2. The electrical connector of claim 1, wherein the load plate comprises a first sidewall, a second sidewall opposite to the first sidewall, two opposite third sidewalls perpendicular to the first sidewall and the space surrounded by said sidewalls.

3. The electrical connector of claim 2, wherein each of the third sidewalls comprises a first plate and a second plate perpendicular to the first plate, and said at least one pressing protrusion is formed on the second plate.

4. The electrical connector of claim 3, wherein the pressing protrusion is formed on each of the third sidewalls integrally.

5. The electrical connector of claim 2, wherein the load plate comprises two pressing protrusions, two outer edges of the said pressing protrusions being symmetrical about the space of the load plate.

6. The electrical connector of claim 1, wherein the said base comprises a dielectric housing and a stiffener surrounding the housing, said housing receiving said terminals.

7. An electrical connector assembly comprising:

a base and a plurality of terminals on the base;

an IC received in the base; and

a load plate pivotally attached to one end of the base and located on the IC, the load plate defining an opening with at least one pressing protrusion on a periphery of said opening and extending in both lengthwise and lateral directions with regard to the periphery to downwardly engagingly press the IC in order to hold the IC on the base when said load plate is in a locked position;

wherein said at least one pressing protrusion has an outer edge facing the opening, said outer edge being coined to form smooth surface to avoid scraping the IC;

wherein the at least one pressing protrusion comprises a bottom surface facing to the IC, a top surface parallel to the bottom surface, and a third surface perpendicular to the bottom surface, the third surface facing to a space of the load plate; and

wherein the outer edge is formed on a boundary of the bottom surface matching with the third surface.

8. The assembly as claimed in claim 7, wherein said outer edge is coined toward said IC.

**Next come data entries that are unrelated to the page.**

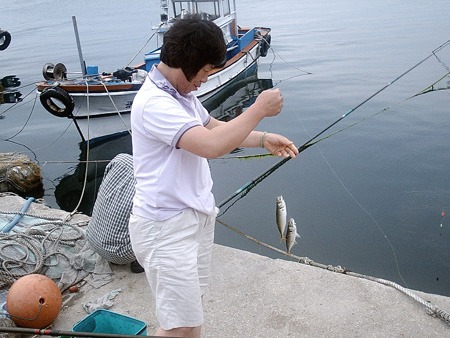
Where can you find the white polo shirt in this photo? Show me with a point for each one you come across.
(168, 179)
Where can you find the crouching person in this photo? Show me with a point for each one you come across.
(107, 232)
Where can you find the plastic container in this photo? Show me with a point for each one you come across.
(104, 321)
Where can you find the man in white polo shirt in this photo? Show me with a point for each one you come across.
(172, 224)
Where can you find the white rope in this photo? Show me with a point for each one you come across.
(430, 308)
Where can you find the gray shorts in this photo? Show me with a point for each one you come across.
(176, 255)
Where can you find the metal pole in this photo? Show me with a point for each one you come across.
(45, 332)
(80, 54)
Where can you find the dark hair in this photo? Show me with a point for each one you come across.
(191, 43)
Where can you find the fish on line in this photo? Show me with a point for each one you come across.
(291, 235)
(281, 216)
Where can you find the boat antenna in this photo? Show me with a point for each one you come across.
(80, 53)
(249, 185)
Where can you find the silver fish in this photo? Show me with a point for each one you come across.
(291, 235)
(281, 216)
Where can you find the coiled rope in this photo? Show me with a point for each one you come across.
(431, 309)
(27, 252)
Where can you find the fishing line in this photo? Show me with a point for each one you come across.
(365, 210)
(249, 185)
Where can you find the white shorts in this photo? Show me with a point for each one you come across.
(176, 255)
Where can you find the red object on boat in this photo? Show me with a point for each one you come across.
(34, 301)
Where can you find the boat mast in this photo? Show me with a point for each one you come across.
(80, 54)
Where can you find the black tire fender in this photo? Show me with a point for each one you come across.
(57, 101)
(6, 37)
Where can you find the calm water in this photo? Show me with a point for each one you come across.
(369, 198)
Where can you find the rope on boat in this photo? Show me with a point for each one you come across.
(431, 309)
(117, 110)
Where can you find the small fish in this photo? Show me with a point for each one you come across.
(281, 216)
(291, 235)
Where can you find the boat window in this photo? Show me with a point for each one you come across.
(226, 7)
(208, 9)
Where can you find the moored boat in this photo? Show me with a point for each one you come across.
(100, 104)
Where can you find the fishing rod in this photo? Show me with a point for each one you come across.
(57, 333)
(249, 185)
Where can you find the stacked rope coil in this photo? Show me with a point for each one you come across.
(28, 251)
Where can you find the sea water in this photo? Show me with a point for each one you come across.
(373, 198)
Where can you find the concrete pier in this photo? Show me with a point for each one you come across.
(256, 296)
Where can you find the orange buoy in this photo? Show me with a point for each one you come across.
(34, 301)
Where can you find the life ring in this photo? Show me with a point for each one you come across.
(52, 98)
(5, 39)
(265, 44)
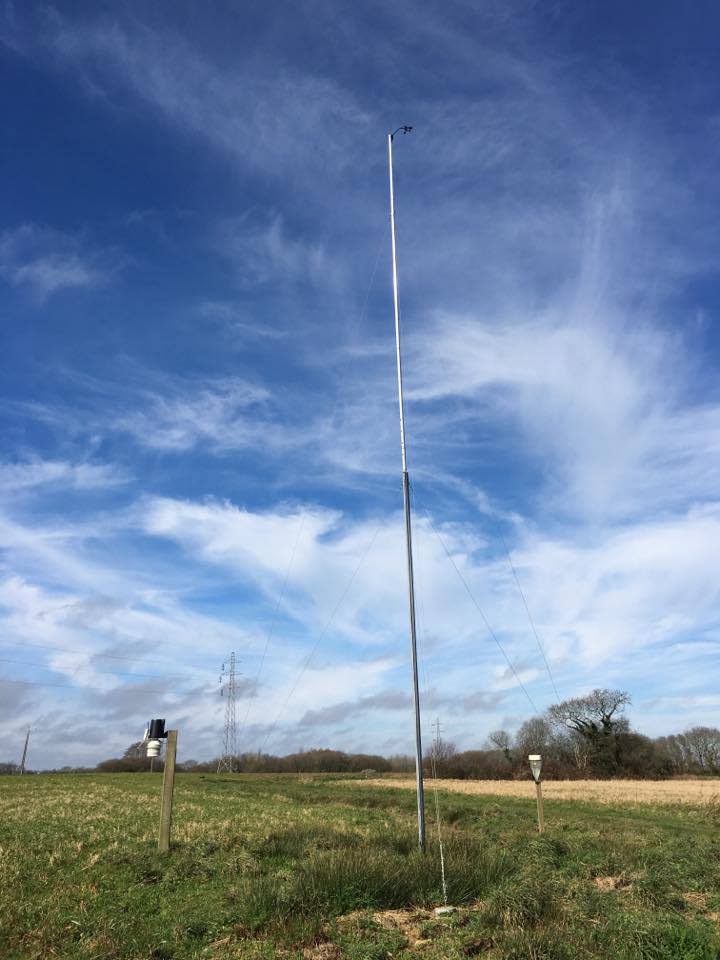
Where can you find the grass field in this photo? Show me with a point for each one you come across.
(694, 791)
(320, 870)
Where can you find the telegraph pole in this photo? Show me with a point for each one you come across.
(228, 690)
(406, 503)
(22, 762)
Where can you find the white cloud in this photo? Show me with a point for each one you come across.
(225, 413)
(44, 261)
(255, 109)
(262, 250)
(36, 473)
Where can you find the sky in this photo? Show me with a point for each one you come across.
(198, 409)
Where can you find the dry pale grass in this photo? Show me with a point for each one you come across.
(696, 792)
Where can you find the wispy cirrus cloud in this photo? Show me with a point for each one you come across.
(34, 472)
(44, 261)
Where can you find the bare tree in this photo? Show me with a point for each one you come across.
(595, 722)
(502, 740)
(534, 736)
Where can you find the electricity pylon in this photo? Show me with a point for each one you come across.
(228, 689)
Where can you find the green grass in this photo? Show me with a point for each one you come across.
(279, 867)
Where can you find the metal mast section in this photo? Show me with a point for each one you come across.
(228, 761)
(406, 502)
(24, 758)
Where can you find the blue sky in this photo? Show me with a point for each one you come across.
(200, 440)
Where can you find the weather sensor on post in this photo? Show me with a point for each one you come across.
(535, 761)
(154, 733)
(535, 766)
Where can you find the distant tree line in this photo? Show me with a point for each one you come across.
(581, 737)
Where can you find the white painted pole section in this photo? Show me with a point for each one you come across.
(408, 524)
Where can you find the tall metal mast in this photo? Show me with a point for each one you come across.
(406, 502)
(228, 760)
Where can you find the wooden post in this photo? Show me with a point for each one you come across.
(168, 784)
(541, 815)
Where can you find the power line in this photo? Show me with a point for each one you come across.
(228, 761)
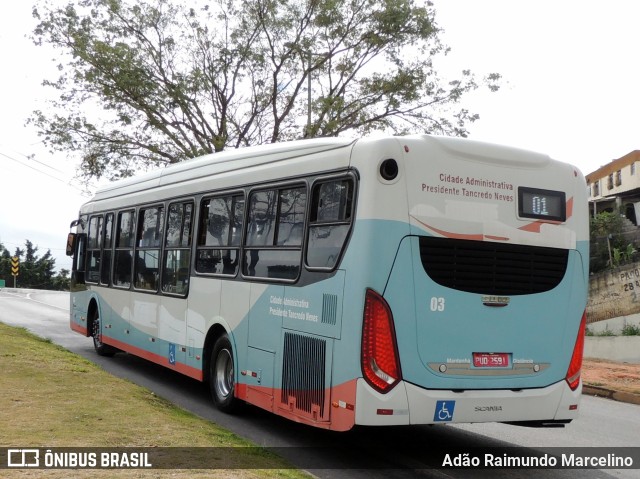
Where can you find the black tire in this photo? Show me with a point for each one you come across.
(222, 376)
(96, 333)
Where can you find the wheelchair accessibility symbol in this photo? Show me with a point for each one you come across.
(444, 411)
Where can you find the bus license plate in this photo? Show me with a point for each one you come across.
(491, 360)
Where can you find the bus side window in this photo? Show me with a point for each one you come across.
(330, 221)
(147, 264)
(273, 247)
(107, 244)
(122, 262)
(94, 245)
(219, 235)
(177, 254)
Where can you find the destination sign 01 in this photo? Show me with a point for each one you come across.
(542, 204)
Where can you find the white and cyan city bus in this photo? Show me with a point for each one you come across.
(336, 282)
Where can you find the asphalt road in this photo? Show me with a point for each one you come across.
(363, 452)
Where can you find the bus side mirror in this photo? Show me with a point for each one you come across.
(71, 244)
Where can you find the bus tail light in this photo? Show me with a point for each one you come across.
(380, 359)
(575, 366)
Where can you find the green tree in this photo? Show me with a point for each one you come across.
(147, 83)
(36, 272)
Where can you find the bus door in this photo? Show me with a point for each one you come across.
(265, 325)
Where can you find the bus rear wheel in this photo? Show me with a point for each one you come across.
(222, 376)
(96, 333)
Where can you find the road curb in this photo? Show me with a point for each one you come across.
(620, 396)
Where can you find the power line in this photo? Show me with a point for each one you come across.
(22, 163)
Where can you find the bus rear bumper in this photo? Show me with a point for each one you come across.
(410, 404)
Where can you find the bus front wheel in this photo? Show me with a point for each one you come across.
(96, 333)
(222, 376)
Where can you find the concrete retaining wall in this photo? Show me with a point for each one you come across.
(614, 348)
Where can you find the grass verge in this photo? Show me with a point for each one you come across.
(50, 397)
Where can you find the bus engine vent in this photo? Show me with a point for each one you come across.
(303, 374)
(492, 268)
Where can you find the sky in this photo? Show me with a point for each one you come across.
(570, 89)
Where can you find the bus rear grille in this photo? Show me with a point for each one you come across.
(303, 374)
(492, 268)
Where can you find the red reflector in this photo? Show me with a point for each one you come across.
(380, 360)
(385, 412)
(575, 366)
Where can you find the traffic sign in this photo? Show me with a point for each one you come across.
(15, 266)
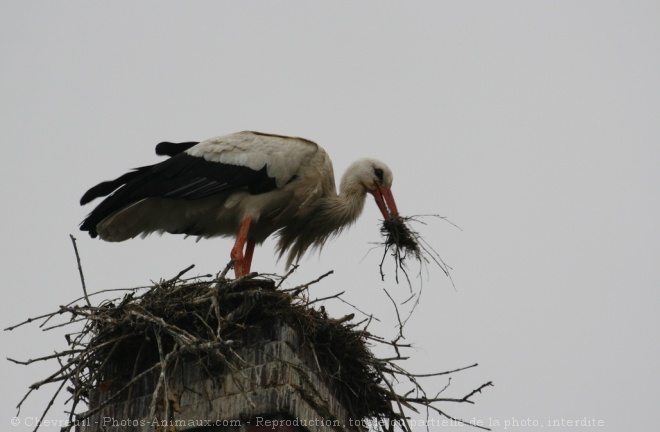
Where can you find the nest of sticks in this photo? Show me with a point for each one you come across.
(148, 330)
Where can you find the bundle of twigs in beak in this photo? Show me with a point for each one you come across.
(403, 242)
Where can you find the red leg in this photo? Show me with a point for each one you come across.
(249, 251)
(237, 251)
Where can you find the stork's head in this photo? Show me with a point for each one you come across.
(376, 178)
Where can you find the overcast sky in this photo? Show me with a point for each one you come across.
(534, 126)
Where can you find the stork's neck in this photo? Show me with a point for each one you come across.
(344, 208)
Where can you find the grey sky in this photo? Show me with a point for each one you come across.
(531, 125)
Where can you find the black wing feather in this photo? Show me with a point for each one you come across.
(182, 176)
(173, 149)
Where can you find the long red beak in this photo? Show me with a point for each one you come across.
(385, 201)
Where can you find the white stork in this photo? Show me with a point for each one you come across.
(248, 185)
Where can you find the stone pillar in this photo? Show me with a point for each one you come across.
(274, 385)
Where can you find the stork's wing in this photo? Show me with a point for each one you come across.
(255, 162)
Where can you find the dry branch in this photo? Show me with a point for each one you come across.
(151, 329)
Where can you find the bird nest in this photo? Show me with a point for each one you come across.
(149, 330)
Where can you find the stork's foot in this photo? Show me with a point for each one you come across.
(239, 263)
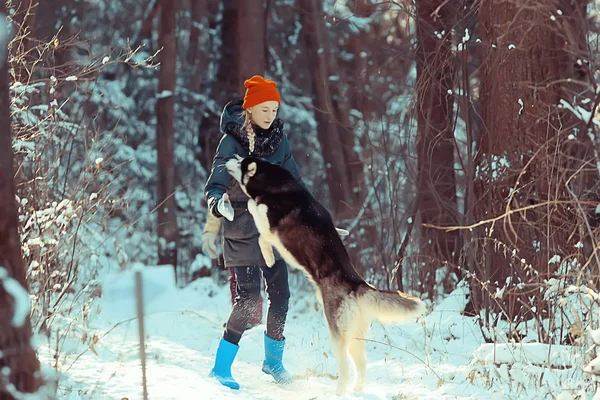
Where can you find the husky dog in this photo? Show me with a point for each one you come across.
(289, 218)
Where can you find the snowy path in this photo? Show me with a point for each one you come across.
(183, 327)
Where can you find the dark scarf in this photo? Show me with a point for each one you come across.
(266, 141)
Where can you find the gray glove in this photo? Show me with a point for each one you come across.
(342, 232)
(210, 244)
(224, 207)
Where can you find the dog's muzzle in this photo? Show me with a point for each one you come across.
(234, 167)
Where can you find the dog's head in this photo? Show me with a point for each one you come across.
(257, 176)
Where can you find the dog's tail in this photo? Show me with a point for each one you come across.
(390, 306)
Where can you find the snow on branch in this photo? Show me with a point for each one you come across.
(18, 292)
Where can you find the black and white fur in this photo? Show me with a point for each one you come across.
(301, 229)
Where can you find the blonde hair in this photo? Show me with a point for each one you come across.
(249, 130)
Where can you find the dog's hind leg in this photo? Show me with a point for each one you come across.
(339, 345)
(267, 251)
(357, 351)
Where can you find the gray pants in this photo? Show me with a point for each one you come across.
(248, 294)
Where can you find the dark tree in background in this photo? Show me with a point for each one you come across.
(436, 184)
(16, 352)
(328, 128)
(165, 143)
(226, 87)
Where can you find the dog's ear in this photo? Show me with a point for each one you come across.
(251, 169)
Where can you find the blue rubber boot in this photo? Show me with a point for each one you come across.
(222, 370)
(272, 364)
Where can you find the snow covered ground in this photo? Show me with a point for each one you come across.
(440, 357)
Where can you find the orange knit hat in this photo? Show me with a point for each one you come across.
(259, 90)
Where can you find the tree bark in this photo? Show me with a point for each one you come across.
(197, 10)
(16, 352)
(328, 133)
(251, 39)
(526, 154)
(165, 144)
(436, 185)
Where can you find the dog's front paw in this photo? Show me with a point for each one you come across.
(358, 387)
(341, 388)
(269, 259)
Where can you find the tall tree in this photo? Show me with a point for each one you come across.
(16, 353)
(226, 87)
(165, 143)
(251, 39)
(531, 150)
(436, 185)
(328, 132)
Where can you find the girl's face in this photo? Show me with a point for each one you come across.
(264, 114)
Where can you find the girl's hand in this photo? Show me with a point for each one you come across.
(224, 207)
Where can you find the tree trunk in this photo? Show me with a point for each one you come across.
(16, 352)
(436, 185)
(197, 10)
(226, 87)
(251, 39)
(530, 63)
(328, 134)
(165, 144)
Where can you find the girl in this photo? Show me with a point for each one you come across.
(250, 127)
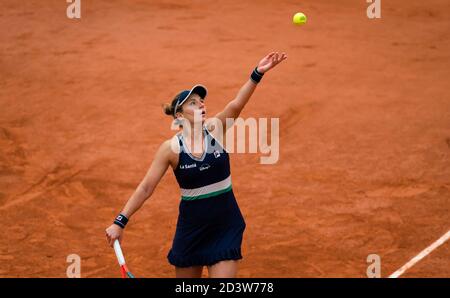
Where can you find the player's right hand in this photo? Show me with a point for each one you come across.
(113, 232)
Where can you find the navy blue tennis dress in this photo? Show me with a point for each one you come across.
(210, 224)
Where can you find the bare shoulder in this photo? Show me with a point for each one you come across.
(169, 150)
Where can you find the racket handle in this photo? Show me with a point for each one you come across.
(119, 253)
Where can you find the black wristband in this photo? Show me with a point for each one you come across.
(121, 220)
(256, 76)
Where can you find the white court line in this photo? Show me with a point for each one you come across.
(421, 255)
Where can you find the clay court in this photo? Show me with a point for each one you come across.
(364, 109)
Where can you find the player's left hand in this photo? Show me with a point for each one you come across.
(270, 61)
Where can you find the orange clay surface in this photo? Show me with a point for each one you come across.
(364, 108)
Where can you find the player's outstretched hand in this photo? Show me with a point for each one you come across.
(270, 61)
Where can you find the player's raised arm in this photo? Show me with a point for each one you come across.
(234, 107)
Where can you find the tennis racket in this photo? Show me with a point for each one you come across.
(123, 266)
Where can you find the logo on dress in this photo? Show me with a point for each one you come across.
(204, 167)
(182, 167)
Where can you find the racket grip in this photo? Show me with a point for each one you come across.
(119, 253)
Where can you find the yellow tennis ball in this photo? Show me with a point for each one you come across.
(299, 18)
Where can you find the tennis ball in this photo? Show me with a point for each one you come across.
(299, 18)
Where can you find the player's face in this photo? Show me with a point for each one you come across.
(194, 109)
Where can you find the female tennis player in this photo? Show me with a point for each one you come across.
(210, 225)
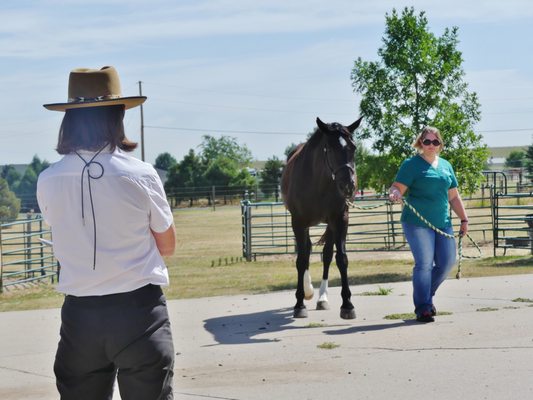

9. An electrical connector for use with an IC, comprising:

a base and a plurality of terminals on the base;

a metallic load plate made by stamping and pivotally attached to one end of the base, said load plate defining an opening with at least one pressing protrusion on a periphery of said opening and extending in both lengthwise and lateral directions with regard to the periphery to downwardly engagingly press the IC in order to hold the IC on the base when said load plate is in a locked position;

wherein said at least one pressing protrusion has an outer edge facing the opening, said outer edge being deformed to form thereon a downwardly curved smooth surface for remove any burrs formed thereon during said stamping so as not to scrap the IC when assembled;

wherein the at least one pressing protrusion comprises a bottom surface facing to the IC, a top surface parallel to the bottom surface, and a third surface perpendicular to the bottom surface, the third surface facing to a space of the load plate; and

wherein the outer edge is formed on a boundary of the bottom surface matching with the third surface.

10. The connector as claimed in claim 9, wherein said downwardly curved smooth surface extends in both said lengthwise and lateral directions around a corresponding corner of said pressing protrusion.